Senior Justices in reserve: White, Blackmun,

Marshall dies in 1991.

1993: Stevens, Carter 1, O'Connor, Scalia, Kennedy, Reagan 4, Souter, Thomas, Ginsburg.

Senior Justices in reserve: White, Blackmun, Rehnquist.

White retires in 1993; Blackmun retires in 1994.

Note that because Rehnquist is not part of the regular quorum, someone else (possibly Ginsburg, because Clinton is now President) becomes Chief Justice.

1995: Carter 1, O'Connor, Scalia, Kennedy, Reagan 4, Souter, Thomas, Ginsburg, Breyer.

Senior Justices in reserve: Rehnquist, Stevens.

1997: O'Connor, Scalia, Kennedy, Reagan 4, Souter, Thomas, Ginsburg, Breyer, Clinton 3.

Senior Justices in reserve: Rehnquist, Stevens, Carter 1.

1999: Scalia, Kennedy, Reagan 4, Souter, Thomas, Ginsburg, Breyer, Clinton 3, Clinton 4.

Senior Justices in reserve: Rehnquist, Stevens, Carter 1, O'Connor.

2001: Kennedy, Reagan 4, Souter and Thomas, Ginsburg, Breyer, Clinton 3, Clinton 4, Roberts.

Senior Justices in reserve: Rehnquist, Stevens, Carter 1, O'Connor, Scalia.

Note that Roberts does not become Chief Justice because Ginsburg is still on the Court.

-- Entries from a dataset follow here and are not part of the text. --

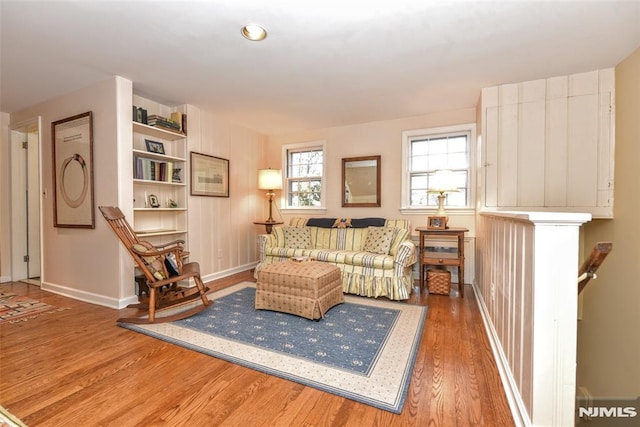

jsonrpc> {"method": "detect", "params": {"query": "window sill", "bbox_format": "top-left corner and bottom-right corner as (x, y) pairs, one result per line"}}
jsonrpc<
(399, 207), (476, 216)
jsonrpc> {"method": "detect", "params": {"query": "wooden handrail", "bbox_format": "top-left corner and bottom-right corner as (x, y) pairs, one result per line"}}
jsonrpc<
(578, 242), (612, 294)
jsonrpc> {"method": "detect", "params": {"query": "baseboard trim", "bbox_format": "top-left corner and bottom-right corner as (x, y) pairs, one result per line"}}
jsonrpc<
(0, 275), (12, 284)
(40, 263), (258, 310)
(41, 281), (137, 309)
(472, 281), (531, 427)
(201, 262), (258, 284)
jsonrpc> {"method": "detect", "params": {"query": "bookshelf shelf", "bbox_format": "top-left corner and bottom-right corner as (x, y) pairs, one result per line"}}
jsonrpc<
(133, 179), (186, 187)
(132, 149), (185, 163)
(133, 122), (185, 141)
(135, 229), (187, 238)
(134, 208), (187, 212)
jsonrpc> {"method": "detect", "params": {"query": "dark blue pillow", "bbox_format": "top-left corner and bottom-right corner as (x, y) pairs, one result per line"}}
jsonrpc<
(350, 218), (386, 228)
(306, 218), (337, 228)
(305, 217), (386, 228)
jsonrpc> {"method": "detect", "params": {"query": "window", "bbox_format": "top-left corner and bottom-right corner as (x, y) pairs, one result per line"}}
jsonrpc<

2003: Reagan 4, Souter, Thomas, Ginsburg, Breyer, Clinton 3, Clinton 4, Roberts, Alito.

Senior Justices in reserve: Rehnquist, Stevens, Carter 1, O'Connor, Scalia, Kennedy.

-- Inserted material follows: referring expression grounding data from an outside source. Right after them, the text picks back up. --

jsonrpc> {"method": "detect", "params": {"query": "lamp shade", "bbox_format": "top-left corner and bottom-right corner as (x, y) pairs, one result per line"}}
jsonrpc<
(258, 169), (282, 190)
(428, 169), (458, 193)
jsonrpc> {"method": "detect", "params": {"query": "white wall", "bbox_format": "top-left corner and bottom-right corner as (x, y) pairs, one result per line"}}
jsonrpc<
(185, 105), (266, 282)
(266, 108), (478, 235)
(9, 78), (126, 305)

2005: Souter, Thomas, Ginsburg, Breyer, Clinton 3, Clinton 4, Roberts, Alito, G.W. Bush 3.

Senior Justices in reserve: Rehnquist, Stevens, Carter 1, O'Connor, Scalia, Kennedy, Reagan 4.

Rehnquist dies in 2005; O'Connor retires in 2006.

2007: Thomas, Ginsburg, Breyer, Clinton 3, Clinton 4, Roberts, Alito, G.W. Bush 3, G.W. Bush 4.

Senior Justices in reserve: Stevens, Carter 1, Scalia, Kennedy, Reagan 4, Souter.

2009: Ginsburg, Breyer, Clinton 3, Clinton 4, Roberts, Alito, G.W. Bush 3, G.W. Bush 4, Obama 1.

Senior Justices in reserve: Stevens, Carter 1, Scalia, Kennedy, Reagan 4, Souter, Thomas.

Souter retires in 2009.

2011: Breyer, Clinton 3, Clinton 4, Roberts, Alito, G.W. Bush 3, G.W. Bush 4, Obama 1, Obama 2.

Senior Justices in reserve: Stevens, Carter 1, Scalia, Kennedy, Reagan 4, Thomas, Ginsburg.

Ginsburg is no longer in the quorum, so someone else, possibly Obama's second appointment, becomes Chief Justice.

2013: Clinton 3, Clinton 4, Roberts, Alito, G.W. Bush 3, G.W. Bush 4, Obama 1, Obama 2, Obama 3.

Senior Justices in reserve: Stevens, Carter 1, Scalia, Kennedy, Reagan 4, Thomas, Ginsburg, Breyer.

2015: Clinton 4, Roberts, Alito, G.W. Bush 3, G.W. Bush 4, Obama 1, Obama 2, Obama 3, Obama 4.

Senior Justices in reserve: Stevens, Carter 1, Scalia, Kennedy, Reagan 4, Thomas, Ginsburg, Breyer, Clinton 3.